I’m in the middle of writing a very long report about the climate of the North Atlantic.
When I was younger, I used to enjoy writing almost as much as reading. Producing essays for physics lessons in school, I would employ all of the sentence structures, grammatical delights and archaic oddities I had found in the works of Jane Austen, or Charles Dickens, as well as in the writing of old scientists like Darwin. Somehow it never seemed to matter that the result read somewhat oddly to the modern eye.
In the last few years, I’ve been producing report after report of “scientific writing”, having to follow the rigid style employed by my profession.
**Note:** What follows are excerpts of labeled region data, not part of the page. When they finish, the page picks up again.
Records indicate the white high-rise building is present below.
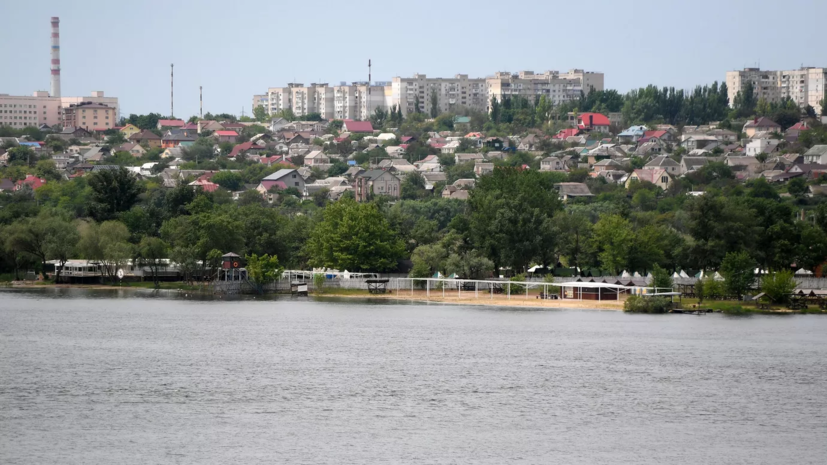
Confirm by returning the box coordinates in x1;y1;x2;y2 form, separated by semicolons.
726;67;827;113
486;69;603;105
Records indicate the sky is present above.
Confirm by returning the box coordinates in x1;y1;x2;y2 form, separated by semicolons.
0;0;827;118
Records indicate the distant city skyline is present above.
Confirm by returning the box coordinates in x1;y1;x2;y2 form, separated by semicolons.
0;0;827;118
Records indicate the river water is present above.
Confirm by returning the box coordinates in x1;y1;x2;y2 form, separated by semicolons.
0;290;827;464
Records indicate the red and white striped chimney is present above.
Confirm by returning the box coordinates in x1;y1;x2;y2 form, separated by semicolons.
51;16;60;97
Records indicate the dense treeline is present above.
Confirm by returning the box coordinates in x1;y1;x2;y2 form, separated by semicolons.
0;163;827;277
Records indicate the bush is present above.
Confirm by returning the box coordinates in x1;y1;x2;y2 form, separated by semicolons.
511;274;525;295
313;273;327;291
761;271;798;304
623;295;672;313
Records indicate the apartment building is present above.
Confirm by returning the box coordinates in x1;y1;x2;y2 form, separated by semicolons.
253;94;270;109
63;102;117;131
486;69;604;105
0;91;62;129
726;67;827;112
390;74;488;115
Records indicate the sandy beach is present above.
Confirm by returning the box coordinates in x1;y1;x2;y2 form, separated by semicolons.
321;289;623;310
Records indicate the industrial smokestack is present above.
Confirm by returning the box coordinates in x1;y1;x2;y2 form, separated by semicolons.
52;16;60;97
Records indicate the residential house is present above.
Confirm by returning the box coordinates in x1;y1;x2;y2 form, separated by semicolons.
577;113;611;133
157;119;187;131
592;158;623;173
517;134;541;152
422;171;448;190
120;123;141;139
14;174;46;191
681;134;721;150
784;121;810;144
228;142;264;158
744;139;782;157
444;140;459;154
342;119;373;134
638;129;675;143
379;158;416;174
256;169;305;195
0;178;14;192
213;129;238;144
115;142;146;158
540;157;569;171
474;160;494;177
385;145;405;158
617;126;646;144
743;116;781;137
551;128;580;140
304;150;330;170
643;155;683;177
414;155;441;171
161;132;196;149
804;145;827;165
706;129;738;144
442;185;469;200
787;164;827;180
129;130;161;149
353;170;402;202
270;118;290;132
680;156;709;174
626;169;672;190
454;153;485;165
635;139;664;158
554;182;594;202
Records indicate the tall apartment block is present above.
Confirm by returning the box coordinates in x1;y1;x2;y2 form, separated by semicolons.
253;69;603;120
391;74;488;115
726;67;827;112
486;69;603;105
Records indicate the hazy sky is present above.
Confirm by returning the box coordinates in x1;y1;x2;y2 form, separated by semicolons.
0;0;827;117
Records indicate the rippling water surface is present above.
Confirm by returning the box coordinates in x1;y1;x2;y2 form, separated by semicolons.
0;290;827;464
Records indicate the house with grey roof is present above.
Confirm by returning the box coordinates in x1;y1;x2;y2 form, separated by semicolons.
554;182;594;202
643;155;682;177
804;145;827;165
353;170;402;202
680;157;709;174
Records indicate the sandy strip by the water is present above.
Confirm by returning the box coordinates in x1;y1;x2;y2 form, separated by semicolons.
324;290;623;310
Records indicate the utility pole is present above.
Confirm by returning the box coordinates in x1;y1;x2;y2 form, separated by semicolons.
169;63;175;118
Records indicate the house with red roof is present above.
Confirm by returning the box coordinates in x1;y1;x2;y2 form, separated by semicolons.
14;174;46;191
158;119;187;131
228;142;264;158
577;113;611;133
551;128;580;140
213;130;238;144
342;119;373;134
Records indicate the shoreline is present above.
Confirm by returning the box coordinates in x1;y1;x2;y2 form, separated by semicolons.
310;291;624;311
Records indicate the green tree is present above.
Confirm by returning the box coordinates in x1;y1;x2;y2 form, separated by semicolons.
652;264;672;289
468;167;562;272
138;236;169;289
721;252;757;300
307;199;405;271
87;167;142;221
245;254;284;289
210;171;244;192
592;215;634;275
253;105;268;123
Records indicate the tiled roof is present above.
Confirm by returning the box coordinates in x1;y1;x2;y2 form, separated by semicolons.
344;120;373;133
158;119;187;128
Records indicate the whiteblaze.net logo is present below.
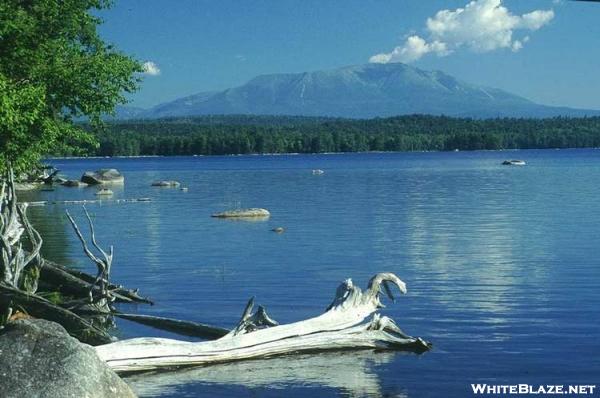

So much of the life of the writing, and of the subject matter is sucked out of these reports, leaving no more than a shell of the process or phenomenon being discussed. I have even forgotten how to write engagingly and entertainingly, and to produce a thing of beauty with words.
Why does our university system, and academia in general in the scientific field, place so much emphasis on homogeneity of writing? They take the seeds of great authorship and squash them out of all but the strongest, leaving nothing but an ability to parrot the bland style of “the literature”.
I am not saying that I think all scientists should have the way with words of a Tolstoy, or a Proust. Nor am I calling for a degradation of scientific accuracy in favour of flowery language. What I am saying is that, if the students who will go on to be the scientists of the future were allowed a bit more artistic freedom in how they said things (not in what they say), the reports they would go on to produce might become a joy to read, rather than a chore.